Hi,

as you noticed I added a branch with performance metrics. Add did rerun
tests with similar and large user numbers.

Results

   - *80 users test*
   test: 
https://cwiki.apache.org/confluence/display/OPENMEETINGS/OpenMeetings+80+users+test
   
<https://cwiki.apache.org/confluence/display/OPENMEETINGS/OpenMeetings+80+users+test>
   - *140 users test*
   
https://cwiki.apache.org/confluence/display/OPENMEETINGS/OpenMeetings+140+users+test

Findings

*1 - Added index in address.email*

I actually did the *80 users test* twice. I found that I could improve the
performance of the login command by adding some index into address.email
See:
https://cwiki.apache.org/confluence/display/OPENMEETINGS/OpenMeetings+80+users+test#OpenMeetings80userstest-CPUandmemoryusage
<https://cwiki.apache.org/confluence/display/OPENMEETINGS/OpenMeetings+80+users+test#OpenMeetings80userstest-CPUandmemoryusage>

*2 - Login command performance increasingly bad with number of users*

While I could improve some of the UserService::login (or generally
UserDao::login) with the index, *then I switched from 80 users to 140 users*
and rerun the tests: *The login command started to take 10+ seconds*

   - I also used an actual log command to verify my metrics because it just
   seemed so strange !
   - I also checked other methods, they are NOT affected. Or at least by a
   very far margin increase very slightly. It's NOT generally slow, but some
   part of the application is slow!
   - You can see how the duration increases in length here during the test
   run:
   
https://cwiki.apache.org/confluence/display/OPENMEETINGS/OpenMeetings+140+users+test#OpenMeetings140userstest-Loginwebservicecallhits10seconds
   - And you can see here that its not just the HTTP call that takes long
   but the actual UserDao:login command:
   
https://cwiki.apache.org/confluence/display/OPENMEETINGS/OpenMeetings+140+users+test#OpenMeetings140userstest-DatabaseUserDaologinmethodisbyfarthelongestrunningoneandhitsplus10seconds

=> Now this is kind of puzzling. Other methods don't perform that
increasingly bad, its just this login command. Like RoomDao::method do not
perform badly. Or not at that scale (by far not).

*Questions:*

   - Is it possible that the login method that fetches the entire user has
   too many entities linked? SO that even a simple fetch or login starts to
   take a long time quickly ?
   - Is it really possible that this "only this method" takes so long or am
   I measuring a general issue because the CPU spike is at 95% ? Like I say:
   RoomDao seems fine, are there other methods I should measure ?

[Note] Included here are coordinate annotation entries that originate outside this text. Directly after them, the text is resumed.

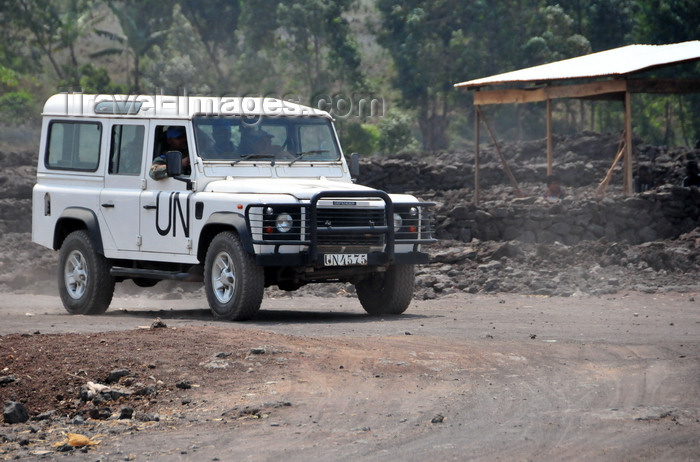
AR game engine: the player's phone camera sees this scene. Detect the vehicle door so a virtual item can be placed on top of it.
[100,120,147,250]
[140,120,194,255]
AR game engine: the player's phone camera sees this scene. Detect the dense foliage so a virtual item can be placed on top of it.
[0,0,700,152]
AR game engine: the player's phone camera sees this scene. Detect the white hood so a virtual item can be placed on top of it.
[205,178,374,200]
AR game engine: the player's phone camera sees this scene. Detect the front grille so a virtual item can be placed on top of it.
[316,208,386,246]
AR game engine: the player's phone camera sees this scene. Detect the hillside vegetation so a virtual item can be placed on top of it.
[0,0,700,154]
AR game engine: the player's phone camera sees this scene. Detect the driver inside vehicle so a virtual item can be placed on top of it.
[249,130,294,158]
[148,126,192,181]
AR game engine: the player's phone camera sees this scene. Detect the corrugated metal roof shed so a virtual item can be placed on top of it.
[455,40,700,204]
[455,40,700,88]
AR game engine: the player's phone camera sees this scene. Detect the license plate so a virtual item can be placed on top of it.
[323,253,367,266]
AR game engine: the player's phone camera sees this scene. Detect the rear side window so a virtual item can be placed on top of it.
[109,125,145,175]
[46,122,102,172]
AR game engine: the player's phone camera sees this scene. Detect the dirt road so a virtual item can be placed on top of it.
[0,293,700,461]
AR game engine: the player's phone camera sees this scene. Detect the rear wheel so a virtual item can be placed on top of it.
[355,265,415,316]
[58,230,114,314]
[204,231,265,321]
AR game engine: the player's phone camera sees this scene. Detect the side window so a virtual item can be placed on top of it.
[46,122,102,172]
[109,125,145,175]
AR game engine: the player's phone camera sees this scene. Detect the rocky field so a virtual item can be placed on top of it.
[0,128,700,299]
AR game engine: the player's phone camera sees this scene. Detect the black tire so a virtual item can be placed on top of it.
[204,231,265,321]
[355,265,415,316]
[58,230,114,314]
[132,278,160,288]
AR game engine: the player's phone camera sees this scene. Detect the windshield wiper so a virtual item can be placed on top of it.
[289,149,328,165]
[231,154,275,167]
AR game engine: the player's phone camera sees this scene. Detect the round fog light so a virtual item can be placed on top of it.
[277,213,293,233]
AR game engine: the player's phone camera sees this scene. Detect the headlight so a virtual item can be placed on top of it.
[276,212,294,233]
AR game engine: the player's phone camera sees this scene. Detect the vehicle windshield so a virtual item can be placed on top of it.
[194,116,340,163]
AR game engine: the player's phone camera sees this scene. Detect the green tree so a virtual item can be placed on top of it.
[0,0,99,86]
[525,5,591,66]
[176,0,241,92]
[100,0,174,93]
[377,0,475,151]
[634,0,700,45]
[277,0,364,98]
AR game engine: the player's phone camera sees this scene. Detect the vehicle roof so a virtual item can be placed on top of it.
[42,93,331,119]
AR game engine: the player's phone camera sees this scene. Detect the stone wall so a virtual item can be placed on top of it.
[436,186,700,245]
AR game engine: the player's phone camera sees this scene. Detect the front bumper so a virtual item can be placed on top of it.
[245,191,436,267]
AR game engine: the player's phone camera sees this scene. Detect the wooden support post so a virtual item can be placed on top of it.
[595,133,627,197]
[474,106,481,205]
[623,91,634,196]
[476,106,525,197]
[547,99,552,175]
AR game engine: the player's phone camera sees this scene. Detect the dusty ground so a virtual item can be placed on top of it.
[0,293,700,461]
[0,132,700,461]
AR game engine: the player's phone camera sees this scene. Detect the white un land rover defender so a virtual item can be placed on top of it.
[32,93,434,320]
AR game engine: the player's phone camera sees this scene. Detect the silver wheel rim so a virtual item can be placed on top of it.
[211,252,236,303]
[63,250,88,300]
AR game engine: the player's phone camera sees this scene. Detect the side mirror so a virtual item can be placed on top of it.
[165,151,192,191]
[165,151,182,177]
[350,152,360,179]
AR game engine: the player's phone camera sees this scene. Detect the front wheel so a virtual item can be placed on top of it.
[355,265,415,316]
[204,231,265,321]
[58,230,114,314]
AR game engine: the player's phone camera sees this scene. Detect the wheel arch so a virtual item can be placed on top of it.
[53,207,104,255]
[197,212,255,262]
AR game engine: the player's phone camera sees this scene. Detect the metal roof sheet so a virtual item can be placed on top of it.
[455,40,700,88]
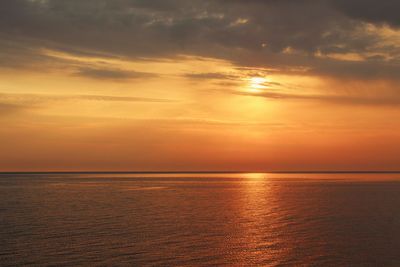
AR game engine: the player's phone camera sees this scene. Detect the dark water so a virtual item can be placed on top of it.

*3 - Tomcat threads unused or way below max*

As you can see between those two graphs:

   - 80 users test active threads:
   
https://cwiki.apache.org/confluence/display/OPENMEETINGS/OpenMeetings+80+users+test#OpenMeetings80userstest-Tomcatactivethreads
   - 140 users test active threads:
   
https://cwiki.apache.org/confluence/display/OPENMEETINGS/OpenMeetings+140+users+test#OpenMeetings140userstest-Tomcatactivethreads

=> 140 users utilize more threads. YES. But its WAY below the 400
available. Not even closely to that number. I don't think its a threading
issue. It also makes sense. Cause given the test scenario you probably have
around 20-40 users hitting the server trying to login and enter the room at
the same time.

*4 - RoomPanel:onInitialise and RoomPanel:enterRoom*

I put some metrics on those methods, you can see the results of the 140
users test run here:
http://54.162.44.21:5080/graph?g0.expr=rate(org_openmeetings_metrics_sum%7Btype%3D%22application%22%2Cclass%3D%22RoomPanel%22%7D%5B1m%5D)%0A%2F%0A%20%20rate(org_openmeetings_metrics_count%7Btype%3D%22application%22%2Cclass%3D%22RoomPanel%22%7D%5B1m%5D)&g0.tab=0&g0.stacked=0&g0.range_input=15m&g0.end_input=2021-02-05%2002%3A52%3A00&g0.moment_input=2021-02-05%2002%3A52%3A00
 => It is definitely getting worse BUT this is MILLISECONDS. It increased
0.05seconds to 0.3seconds. That's getting slower but not that bad.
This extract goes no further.